Combining real locations and non-actors with a sharp script and a core of trained actors, Eeb Allay Ooo! follows the travails of a Bihari migrant who is hired to shoo away monkeys from the national capital's most grandly symbolic architectural corridor. There are several interwoven strands that combine to make this such a scathing indictment of the state of the nation: the humour of a young man's masculinity seemingly pitted against monkeys, the deeply unfair conditions of contractual labour, the absurdity of bureaucratic rules that defeat all of Anjani's innovations on the job. Meanwhile, the performative masculinity of the state at both the lowest level: Anjani's security guard brother-in-law being forced to wield a rifle that he can barely carry – and the highest: the Republic Day parade – emerge as equally farcical. 

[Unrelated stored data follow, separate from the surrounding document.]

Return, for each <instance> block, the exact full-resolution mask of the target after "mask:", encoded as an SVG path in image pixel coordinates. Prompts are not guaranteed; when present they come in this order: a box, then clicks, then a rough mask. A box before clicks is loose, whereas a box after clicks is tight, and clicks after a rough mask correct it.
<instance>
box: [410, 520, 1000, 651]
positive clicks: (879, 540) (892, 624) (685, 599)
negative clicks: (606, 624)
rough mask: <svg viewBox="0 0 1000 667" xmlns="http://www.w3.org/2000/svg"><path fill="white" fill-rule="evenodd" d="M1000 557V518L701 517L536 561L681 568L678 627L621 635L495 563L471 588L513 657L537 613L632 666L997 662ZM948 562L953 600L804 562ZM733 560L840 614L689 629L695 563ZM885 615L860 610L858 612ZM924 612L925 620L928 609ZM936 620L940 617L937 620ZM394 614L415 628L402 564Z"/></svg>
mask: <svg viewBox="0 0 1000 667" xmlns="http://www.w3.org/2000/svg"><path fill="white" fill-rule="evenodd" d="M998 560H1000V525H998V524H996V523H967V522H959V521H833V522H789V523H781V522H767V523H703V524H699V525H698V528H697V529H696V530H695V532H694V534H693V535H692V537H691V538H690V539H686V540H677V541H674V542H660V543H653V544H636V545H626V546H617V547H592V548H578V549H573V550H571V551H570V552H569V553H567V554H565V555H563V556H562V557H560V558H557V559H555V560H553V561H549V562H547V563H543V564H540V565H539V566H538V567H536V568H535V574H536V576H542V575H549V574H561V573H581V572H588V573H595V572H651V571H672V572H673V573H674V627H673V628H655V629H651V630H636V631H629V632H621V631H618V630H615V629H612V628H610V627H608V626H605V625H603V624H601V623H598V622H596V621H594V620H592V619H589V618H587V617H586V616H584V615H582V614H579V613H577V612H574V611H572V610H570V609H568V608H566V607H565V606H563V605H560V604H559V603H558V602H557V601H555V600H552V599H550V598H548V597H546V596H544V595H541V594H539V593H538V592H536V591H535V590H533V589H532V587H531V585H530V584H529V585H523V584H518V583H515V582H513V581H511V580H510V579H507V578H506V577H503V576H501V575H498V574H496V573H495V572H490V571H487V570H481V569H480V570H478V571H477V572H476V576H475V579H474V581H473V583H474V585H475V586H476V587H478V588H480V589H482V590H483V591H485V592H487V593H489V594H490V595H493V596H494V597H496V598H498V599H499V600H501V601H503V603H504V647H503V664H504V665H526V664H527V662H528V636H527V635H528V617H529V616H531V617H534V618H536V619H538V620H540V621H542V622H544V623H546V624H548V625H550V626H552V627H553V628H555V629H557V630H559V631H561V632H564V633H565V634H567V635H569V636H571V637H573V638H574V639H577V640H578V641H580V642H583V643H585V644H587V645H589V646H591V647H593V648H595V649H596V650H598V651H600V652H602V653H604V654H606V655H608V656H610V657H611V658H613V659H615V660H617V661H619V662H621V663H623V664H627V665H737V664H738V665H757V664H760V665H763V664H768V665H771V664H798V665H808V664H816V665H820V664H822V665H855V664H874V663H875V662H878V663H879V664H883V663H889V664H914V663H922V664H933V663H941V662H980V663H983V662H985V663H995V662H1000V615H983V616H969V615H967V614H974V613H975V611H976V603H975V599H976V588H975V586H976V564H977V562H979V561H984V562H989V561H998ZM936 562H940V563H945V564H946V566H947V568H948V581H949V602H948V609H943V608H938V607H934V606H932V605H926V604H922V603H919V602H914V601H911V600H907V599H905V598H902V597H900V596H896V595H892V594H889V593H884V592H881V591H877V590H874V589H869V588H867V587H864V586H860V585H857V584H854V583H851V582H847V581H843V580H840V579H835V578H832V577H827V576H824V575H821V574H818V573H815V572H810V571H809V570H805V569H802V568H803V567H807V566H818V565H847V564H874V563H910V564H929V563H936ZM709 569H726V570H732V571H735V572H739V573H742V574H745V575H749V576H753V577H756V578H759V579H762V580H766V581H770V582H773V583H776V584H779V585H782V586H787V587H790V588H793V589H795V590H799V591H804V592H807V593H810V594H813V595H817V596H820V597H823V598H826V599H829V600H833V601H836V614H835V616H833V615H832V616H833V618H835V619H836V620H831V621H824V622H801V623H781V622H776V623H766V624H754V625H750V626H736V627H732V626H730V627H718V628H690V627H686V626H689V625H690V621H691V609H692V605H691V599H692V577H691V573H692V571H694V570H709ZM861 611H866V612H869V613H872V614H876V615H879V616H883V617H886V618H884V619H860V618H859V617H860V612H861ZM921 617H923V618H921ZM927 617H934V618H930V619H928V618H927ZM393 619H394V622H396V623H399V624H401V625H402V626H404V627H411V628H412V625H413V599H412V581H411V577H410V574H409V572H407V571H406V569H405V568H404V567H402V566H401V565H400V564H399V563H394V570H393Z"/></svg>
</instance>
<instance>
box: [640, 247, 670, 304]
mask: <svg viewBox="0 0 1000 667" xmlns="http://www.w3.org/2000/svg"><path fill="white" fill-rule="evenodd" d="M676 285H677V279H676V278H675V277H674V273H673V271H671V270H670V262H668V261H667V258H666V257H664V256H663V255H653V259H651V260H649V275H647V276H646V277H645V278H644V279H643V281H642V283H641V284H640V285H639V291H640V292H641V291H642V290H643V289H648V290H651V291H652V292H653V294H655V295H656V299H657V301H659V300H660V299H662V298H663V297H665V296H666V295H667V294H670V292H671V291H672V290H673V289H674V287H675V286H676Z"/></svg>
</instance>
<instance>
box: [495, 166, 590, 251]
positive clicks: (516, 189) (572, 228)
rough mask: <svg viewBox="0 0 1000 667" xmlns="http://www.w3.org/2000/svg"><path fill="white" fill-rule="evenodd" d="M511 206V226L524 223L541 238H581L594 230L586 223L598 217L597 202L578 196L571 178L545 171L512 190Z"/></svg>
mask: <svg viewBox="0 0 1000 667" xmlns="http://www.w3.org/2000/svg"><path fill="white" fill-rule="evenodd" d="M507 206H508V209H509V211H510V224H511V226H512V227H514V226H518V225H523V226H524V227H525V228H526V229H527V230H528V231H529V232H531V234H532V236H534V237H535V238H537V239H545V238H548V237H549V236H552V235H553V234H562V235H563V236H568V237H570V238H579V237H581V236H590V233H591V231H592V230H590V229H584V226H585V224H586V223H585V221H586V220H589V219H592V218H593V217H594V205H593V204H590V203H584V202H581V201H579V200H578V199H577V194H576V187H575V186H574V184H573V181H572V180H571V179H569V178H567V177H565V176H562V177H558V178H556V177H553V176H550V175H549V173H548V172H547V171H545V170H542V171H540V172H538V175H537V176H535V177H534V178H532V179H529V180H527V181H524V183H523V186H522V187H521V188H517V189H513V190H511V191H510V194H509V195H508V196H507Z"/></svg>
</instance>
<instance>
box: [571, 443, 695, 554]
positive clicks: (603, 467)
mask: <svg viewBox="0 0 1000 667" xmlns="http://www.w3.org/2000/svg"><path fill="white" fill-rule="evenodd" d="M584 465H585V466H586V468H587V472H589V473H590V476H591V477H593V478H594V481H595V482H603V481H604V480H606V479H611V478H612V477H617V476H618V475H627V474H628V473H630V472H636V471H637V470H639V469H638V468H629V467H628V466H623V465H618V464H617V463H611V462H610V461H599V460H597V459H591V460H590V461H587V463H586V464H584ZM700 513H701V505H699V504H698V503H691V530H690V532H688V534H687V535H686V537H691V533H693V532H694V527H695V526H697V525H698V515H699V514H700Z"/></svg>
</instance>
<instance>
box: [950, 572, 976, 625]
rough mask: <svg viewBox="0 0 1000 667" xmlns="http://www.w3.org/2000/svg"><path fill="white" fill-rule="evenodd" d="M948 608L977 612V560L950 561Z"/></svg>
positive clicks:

It is only when the man pretends to be an animal – in a man-sized monkey costume, in blackface imitation of the lion-tailed macaques of Karnataka's R-Day tableau – that he manages to scatter the monkeys. We watch him wander through the streets, a modern-day Hanuman in his own sad Ramleela 
His success is because the monkeys cannot tell the difference between a real langur and a fake one. Mahinder's real death at a mob's hands goes unmourned. Meanwhile, towards the film's end, the real rifle ends up in a costume tailor's shop, its value as limited to the performative as the fake costume. When, in the last scene, the jobless Anjani joins the parade of Hanuman impersonators, we know acche din has made monkeys of us all.